President Donald Trump’s newly-penned executive order seems focused on that population of homeless with addictions, and mental and emotional struggles.

Conservative San Diego County District 5 Supervisor Jim Desmond says it’s “spot on.”

“We got to get people into treatment,” Desmond said. “We got to get people into the help they need.”

In his executive order, the president identifies this population of homeless as an overwhelming majority.

“Is there a percentage of individuals who are mired in substance use challenges? Absolutely. Mental health and some both, but we don’t see that it’s an overwhelming number,” Father Joe’s Villages CEO Deacon Jim Vargas said.

Trump wants an immediate end to encampments on our streets. San Diego already has an encampment ordinance.

District 9 Councilmember Sean Elo-Rivera voted against it.

“What I didn’t think that we did was anything to provide folks with real options otherwise,” Elo-Rivera said.  

Like many state lawmakers and the governor, Elo-Rivera emphasizes housing first.  

“Why not provide housing for seniors who are not drug addicts, who are not the mentally ill maniacs that the president pretends everyone on our streets is?“ Elo-Rivera said.

For 75 years, Father Joe’s Villages has been providing for the homeless community.
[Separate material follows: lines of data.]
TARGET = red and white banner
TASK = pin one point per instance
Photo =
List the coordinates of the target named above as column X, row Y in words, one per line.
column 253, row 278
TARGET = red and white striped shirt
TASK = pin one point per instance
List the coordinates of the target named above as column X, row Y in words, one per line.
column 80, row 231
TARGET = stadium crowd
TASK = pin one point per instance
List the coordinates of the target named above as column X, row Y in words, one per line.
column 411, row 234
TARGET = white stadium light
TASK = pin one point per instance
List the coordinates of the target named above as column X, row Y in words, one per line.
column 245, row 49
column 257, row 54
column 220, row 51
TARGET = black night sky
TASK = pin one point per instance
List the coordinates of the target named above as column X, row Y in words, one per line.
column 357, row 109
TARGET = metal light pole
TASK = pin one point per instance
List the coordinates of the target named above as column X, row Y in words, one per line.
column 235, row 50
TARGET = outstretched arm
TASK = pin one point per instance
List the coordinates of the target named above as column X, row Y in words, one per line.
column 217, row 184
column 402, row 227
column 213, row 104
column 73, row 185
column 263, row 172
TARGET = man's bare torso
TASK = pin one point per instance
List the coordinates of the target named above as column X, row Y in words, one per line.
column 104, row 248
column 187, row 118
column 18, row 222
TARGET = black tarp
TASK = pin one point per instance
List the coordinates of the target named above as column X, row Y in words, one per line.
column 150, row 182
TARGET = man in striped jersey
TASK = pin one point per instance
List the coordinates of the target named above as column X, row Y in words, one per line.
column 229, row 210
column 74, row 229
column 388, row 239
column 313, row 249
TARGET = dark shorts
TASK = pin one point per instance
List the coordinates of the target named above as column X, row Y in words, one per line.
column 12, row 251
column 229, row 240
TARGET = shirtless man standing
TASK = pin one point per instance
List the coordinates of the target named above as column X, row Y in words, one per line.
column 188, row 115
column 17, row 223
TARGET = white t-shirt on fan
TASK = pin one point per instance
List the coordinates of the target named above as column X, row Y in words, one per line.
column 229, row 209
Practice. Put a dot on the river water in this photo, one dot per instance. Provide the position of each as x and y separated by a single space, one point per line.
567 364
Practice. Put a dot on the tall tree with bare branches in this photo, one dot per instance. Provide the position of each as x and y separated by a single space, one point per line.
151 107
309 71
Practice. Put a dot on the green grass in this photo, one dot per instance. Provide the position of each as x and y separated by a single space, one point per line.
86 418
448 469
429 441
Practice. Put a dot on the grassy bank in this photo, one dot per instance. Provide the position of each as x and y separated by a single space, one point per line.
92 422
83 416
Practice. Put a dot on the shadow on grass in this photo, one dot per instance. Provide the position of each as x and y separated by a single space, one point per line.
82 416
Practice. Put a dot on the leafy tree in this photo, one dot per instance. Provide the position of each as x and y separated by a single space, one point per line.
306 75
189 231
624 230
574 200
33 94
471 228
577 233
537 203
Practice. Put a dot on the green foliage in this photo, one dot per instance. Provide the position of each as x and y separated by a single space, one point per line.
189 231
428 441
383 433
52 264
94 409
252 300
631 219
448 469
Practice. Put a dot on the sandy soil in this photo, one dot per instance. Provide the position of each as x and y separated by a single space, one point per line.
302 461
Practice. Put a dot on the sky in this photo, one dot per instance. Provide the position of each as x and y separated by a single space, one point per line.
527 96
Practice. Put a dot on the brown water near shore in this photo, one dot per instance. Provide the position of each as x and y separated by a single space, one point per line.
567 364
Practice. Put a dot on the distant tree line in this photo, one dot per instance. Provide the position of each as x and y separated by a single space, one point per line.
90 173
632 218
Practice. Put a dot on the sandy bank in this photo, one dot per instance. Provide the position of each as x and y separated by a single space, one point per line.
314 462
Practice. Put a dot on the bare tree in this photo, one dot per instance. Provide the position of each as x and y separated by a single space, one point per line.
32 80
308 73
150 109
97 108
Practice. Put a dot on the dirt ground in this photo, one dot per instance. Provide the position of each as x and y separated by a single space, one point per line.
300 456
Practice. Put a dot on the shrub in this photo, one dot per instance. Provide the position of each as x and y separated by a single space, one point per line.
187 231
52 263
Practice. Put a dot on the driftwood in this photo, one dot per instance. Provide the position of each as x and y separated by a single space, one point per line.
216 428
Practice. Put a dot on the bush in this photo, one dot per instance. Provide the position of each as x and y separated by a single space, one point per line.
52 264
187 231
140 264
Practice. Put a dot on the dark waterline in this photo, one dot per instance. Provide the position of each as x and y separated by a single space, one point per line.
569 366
Vargas says there are approximately 10,000 homeless people in San Diego County and that 60% remain unsheltered.

“In the absence of shelter and appropriate care, what truly are we accomplishing here as a community?” Vargas said.

The executive order promises more money for treatment centers, outpatient treatment and other such facilities. Desmond says before, there was no way of making those who need help take it.

“The root cause to a lot of this is mental health, and we just can’t allow people that are mentally ill just keep refusing treatment and they end up living on our streets,” Desmond said.

Elo-Rivera says the order sidesteps people’s constitutional rights.

“To me, that reads like lawlessness. What that looks like in San Diego, we will see,” Elo Rivera said.

Vargas says he is more concerned than optimistic.

“Adequate shelter, adequate resources and housing, at the end of the day, is addressing this,” Vargas said.

The president may have put the words to paper, but the end of homelessness has not yet been written.

While the executive order offers greater federal funding for states and cities combating homelessness, it doesn’t mention specific amounts or where those resources will come from.